Se quedaría en la Corte, en una jaula particular, con libertad para salir dos veces durante el día y una durante la noche. Pusieron a su servicio diez criados, a cada uno de los cuales estaba sujeto por medio de una cinta de seda que le ataron alrededor de la pierna. La verdad es que no eran precisamente de placer aquellas excursiones.
La ciudad entera hablaba del notabilísimo pájaro, y cuando dos se encontraban, se saludaban diciendo el uno: «Rui» y respondiendo el otro: «Señor»; luego exhalaban un suspiro, indicando que se habían comprendido. Hubo incluso once verduleras que pusieron su nombre a sus hijos, pero ni uno de ellos resultó capaz de dar una nota.
Un buen día el Emperador recibió un gran paquete rotulado: «El ruiseñor».
-He aquí un nuevo libro acerca de nuestro famoso pájaro -exclamó el Emperador. Pero resultó que no era un libro, sino un pequeño ingenio puesto en una jaula, un ruiseñor artificial, imitación del vivo, pero cubierto materialmente de diamantes, rubíes y zafiros. Sólo había que darle cuerda y se ponía a cantar una de las melodías que cantaba el de verdad, levantando y bajando la cola, todo él un ascua de plata y oro.
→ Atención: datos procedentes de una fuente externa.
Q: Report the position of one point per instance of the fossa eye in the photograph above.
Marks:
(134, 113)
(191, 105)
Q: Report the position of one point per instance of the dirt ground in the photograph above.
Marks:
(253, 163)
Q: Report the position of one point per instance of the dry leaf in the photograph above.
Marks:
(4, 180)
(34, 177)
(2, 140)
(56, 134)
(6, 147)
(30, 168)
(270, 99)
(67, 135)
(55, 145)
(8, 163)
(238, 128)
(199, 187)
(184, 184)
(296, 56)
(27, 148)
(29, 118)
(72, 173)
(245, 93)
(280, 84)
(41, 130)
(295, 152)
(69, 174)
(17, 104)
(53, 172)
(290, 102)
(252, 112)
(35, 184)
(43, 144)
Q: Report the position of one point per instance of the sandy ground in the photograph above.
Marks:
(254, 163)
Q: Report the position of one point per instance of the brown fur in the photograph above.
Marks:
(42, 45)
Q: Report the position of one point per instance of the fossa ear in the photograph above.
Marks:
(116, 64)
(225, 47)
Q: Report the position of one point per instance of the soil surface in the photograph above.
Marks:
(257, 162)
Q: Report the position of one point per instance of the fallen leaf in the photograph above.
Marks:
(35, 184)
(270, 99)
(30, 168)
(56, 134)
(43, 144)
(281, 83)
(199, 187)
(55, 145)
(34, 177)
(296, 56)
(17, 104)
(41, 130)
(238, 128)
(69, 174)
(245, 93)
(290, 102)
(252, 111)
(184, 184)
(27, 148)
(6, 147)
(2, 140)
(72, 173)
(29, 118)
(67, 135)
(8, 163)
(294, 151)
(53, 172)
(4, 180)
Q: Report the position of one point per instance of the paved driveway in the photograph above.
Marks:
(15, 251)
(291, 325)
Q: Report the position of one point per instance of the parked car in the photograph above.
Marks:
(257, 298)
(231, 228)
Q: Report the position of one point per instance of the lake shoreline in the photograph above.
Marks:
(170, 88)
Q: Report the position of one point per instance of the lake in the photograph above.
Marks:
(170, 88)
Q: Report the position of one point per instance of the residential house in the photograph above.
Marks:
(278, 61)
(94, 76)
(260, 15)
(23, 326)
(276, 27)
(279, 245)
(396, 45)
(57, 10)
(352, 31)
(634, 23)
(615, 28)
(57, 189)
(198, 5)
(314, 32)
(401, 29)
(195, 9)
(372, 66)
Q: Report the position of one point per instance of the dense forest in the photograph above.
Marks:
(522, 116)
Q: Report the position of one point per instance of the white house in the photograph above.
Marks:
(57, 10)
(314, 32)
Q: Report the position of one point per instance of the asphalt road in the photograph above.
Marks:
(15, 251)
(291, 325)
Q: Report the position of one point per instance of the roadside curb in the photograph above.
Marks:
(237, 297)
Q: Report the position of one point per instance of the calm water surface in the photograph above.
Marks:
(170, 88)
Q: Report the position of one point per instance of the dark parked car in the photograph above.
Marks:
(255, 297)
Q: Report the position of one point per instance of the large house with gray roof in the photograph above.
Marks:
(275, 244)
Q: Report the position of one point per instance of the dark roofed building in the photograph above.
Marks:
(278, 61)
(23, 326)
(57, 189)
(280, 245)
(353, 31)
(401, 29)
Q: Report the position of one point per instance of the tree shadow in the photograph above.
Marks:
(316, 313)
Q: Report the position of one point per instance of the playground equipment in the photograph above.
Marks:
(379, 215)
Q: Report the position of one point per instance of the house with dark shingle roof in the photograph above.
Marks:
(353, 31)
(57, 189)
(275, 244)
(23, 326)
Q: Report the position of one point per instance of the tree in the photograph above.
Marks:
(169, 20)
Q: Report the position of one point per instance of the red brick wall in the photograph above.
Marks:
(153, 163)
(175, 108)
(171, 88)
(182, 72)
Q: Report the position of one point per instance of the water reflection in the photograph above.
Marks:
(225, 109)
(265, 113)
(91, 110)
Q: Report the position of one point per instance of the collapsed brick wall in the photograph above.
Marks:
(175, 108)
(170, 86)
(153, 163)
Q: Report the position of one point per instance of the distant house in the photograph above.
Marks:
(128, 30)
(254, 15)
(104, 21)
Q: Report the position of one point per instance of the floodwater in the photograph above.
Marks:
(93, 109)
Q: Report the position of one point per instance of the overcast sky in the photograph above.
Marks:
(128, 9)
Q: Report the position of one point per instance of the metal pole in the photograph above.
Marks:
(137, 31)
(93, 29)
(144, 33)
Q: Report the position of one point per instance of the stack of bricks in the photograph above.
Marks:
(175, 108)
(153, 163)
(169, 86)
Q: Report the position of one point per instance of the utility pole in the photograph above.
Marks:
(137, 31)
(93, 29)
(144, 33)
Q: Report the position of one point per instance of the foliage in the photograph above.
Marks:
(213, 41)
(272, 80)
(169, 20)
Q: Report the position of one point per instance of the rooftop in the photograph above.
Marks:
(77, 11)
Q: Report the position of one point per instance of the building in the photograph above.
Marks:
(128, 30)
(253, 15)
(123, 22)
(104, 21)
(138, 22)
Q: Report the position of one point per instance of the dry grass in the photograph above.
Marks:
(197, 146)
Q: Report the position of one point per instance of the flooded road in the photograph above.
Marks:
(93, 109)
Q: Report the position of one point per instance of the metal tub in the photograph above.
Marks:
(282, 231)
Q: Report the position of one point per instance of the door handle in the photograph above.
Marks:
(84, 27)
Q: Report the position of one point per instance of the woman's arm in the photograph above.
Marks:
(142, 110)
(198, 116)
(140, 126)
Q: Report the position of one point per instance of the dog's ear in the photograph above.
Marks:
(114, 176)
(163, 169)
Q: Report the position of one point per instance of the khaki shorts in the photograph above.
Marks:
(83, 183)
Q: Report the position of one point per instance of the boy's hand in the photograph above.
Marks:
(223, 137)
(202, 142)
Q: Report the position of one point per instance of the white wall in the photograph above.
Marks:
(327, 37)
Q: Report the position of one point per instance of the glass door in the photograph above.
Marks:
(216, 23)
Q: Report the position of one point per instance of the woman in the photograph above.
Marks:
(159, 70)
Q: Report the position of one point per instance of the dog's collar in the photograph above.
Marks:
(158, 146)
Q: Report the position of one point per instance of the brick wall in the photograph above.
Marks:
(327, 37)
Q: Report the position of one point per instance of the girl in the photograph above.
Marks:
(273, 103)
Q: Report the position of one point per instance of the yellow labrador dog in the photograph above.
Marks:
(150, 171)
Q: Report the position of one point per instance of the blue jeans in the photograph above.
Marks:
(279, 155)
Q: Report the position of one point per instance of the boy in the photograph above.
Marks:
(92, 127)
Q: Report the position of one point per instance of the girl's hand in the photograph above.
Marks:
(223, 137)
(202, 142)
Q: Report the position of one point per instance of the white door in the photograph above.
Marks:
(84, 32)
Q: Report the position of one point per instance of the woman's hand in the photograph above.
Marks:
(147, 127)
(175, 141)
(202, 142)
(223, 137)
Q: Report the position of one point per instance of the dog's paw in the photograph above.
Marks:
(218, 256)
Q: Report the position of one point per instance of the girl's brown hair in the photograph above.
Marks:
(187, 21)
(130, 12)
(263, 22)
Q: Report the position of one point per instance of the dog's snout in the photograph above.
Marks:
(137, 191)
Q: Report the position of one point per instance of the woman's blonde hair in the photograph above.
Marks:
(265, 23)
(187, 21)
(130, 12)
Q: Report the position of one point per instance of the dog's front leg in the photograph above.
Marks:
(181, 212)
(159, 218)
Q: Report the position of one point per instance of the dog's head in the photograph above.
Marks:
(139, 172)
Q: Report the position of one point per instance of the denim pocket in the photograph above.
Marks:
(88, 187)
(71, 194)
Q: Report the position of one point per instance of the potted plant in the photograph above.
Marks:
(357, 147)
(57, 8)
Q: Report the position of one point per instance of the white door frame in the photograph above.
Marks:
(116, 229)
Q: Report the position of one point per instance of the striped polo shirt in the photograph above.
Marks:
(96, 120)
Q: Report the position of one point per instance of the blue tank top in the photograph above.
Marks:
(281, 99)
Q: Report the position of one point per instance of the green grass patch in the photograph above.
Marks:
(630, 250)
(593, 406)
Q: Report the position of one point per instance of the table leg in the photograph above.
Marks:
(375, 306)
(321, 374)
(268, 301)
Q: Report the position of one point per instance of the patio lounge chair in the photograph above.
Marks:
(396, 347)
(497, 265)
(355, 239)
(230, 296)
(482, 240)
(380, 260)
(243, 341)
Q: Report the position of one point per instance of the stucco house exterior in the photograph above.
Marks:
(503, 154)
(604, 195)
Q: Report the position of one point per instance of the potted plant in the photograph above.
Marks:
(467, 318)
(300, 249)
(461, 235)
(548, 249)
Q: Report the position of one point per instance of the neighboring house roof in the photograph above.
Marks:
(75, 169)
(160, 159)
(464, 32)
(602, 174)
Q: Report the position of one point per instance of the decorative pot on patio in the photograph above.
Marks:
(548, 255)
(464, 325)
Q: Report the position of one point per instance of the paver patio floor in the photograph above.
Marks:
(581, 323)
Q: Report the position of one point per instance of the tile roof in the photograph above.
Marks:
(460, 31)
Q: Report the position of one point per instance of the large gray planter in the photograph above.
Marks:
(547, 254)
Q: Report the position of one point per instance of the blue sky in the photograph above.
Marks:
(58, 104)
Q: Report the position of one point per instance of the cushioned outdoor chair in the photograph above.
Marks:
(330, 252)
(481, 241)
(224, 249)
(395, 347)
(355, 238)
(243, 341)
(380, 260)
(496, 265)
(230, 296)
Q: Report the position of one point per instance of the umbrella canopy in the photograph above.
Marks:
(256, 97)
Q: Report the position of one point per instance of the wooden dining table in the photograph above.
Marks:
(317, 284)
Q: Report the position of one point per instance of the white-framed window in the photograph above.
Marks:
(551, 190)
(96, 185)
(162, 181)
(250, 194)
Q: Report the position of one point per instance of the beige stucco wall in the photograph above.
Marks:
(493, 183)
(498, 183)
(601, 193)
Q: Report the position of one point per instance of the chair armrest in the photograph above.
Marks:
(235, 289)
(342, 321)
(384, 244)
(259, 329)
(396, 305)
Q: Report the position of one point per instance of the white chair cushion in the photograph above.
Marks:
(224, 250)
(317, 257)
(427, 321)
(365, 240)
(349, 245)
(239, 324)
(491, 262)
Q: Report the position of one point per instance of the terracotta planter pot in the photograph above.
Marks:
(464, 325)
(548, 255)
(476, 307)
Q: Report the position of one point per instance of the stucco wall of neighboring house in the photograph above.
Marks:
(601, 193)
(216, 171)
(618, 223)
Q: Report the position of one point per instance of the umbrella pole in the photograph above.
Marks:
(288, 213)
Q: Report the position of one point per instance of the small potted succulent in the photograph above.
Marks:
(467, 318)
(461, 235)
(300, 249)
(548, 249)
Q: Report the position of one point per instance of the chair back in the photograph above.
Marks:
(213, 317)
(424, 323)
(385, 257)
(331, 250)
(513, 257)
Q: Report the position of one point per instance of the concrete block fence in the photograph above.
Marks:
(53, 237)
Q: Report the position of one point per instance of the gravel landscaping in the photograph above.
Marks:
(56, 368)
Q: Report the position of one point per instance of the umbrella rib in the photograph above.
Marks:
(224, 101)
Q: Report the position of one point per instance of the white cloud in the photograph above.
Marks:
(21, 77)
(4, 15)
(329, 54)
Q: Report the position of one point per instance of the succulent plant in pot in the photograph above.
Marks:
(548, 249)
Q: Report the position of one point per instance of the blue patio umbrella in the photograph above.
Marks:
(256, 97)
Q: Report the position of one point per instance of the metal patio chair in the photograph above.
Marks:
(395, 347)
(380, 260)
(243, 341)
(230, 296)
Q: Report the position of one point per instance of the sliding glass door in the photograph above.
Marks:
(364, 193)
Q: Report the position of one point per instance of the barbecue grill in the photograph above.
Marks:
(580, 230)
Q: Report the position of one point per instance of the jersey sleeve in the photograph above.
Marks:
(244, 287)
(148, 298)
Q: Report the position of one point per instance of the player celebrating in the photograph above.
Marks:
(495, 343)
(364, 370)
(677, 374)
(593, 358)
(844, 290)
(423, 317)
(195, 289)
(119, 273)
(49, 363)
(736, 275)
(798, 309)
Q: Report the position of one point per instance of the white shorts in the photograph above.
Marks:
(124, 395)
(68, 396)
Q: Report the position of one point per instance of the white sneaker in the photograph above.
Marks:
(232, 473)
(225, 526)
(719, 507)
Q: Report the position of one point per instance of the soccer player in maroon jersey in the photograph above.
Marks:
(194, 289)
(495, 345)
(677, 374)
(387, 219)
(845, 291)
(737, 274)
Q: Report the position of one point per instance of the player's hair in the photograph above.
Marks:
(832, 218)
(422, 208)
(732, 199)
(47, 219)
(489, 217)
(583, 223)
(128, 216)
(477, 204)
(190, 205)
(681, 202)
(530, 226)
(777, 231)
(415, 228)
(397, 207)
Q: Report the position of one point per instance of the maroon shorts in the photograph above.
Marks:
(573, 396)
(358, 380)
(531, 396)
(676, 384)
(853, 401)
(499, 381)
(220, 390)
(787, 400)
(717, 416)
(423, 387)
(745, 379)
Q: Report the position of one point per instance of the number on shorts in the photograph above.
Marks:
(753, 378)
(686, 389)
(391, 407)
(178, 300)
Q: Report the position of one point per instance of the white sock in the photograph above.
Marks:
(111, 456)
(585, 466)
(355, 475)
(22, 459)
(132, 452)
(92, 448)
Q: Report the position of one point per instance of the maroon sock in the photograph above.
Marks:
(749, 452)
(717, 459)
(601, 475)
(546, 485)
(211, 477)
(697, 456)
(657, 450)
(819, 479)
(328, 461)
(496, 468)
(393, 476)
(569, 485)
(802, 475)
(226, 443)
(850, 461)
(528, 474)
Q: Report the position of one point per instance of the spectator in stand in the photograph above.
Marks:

Llevaba una cinta atada al cuello y en ella estaba escrito: «El ruiseñor del Emperador del Japón es pobre en comparación con el del Emperador de la China».
-¡Soberbio! -exclamaron todos, y el emisario que había traído el ave artificial recibió inmediatamente el título de Gran Portador Imperial de Ruiseñores.
-Ahora van a cantar juntos. ¡Qué dúo harán!
Y los hicieron cantar a dúo; pero la cosa no marchaba, pues el ruiseñor auténtico lo hacía a su manera y el artificial iba con cuerda.
-No se le puede reprochar -dijo el Director de la Orquesta Imperial-; mantiene el compás exactamente y sigue mi método al pie de la letra.
En adelante, el pájaro artificial tuvo que cantar solo. Obtuvo tanto éxito como el otro; además, era mucho más bonito, pues brillaba como un puñado de pulseras y broches.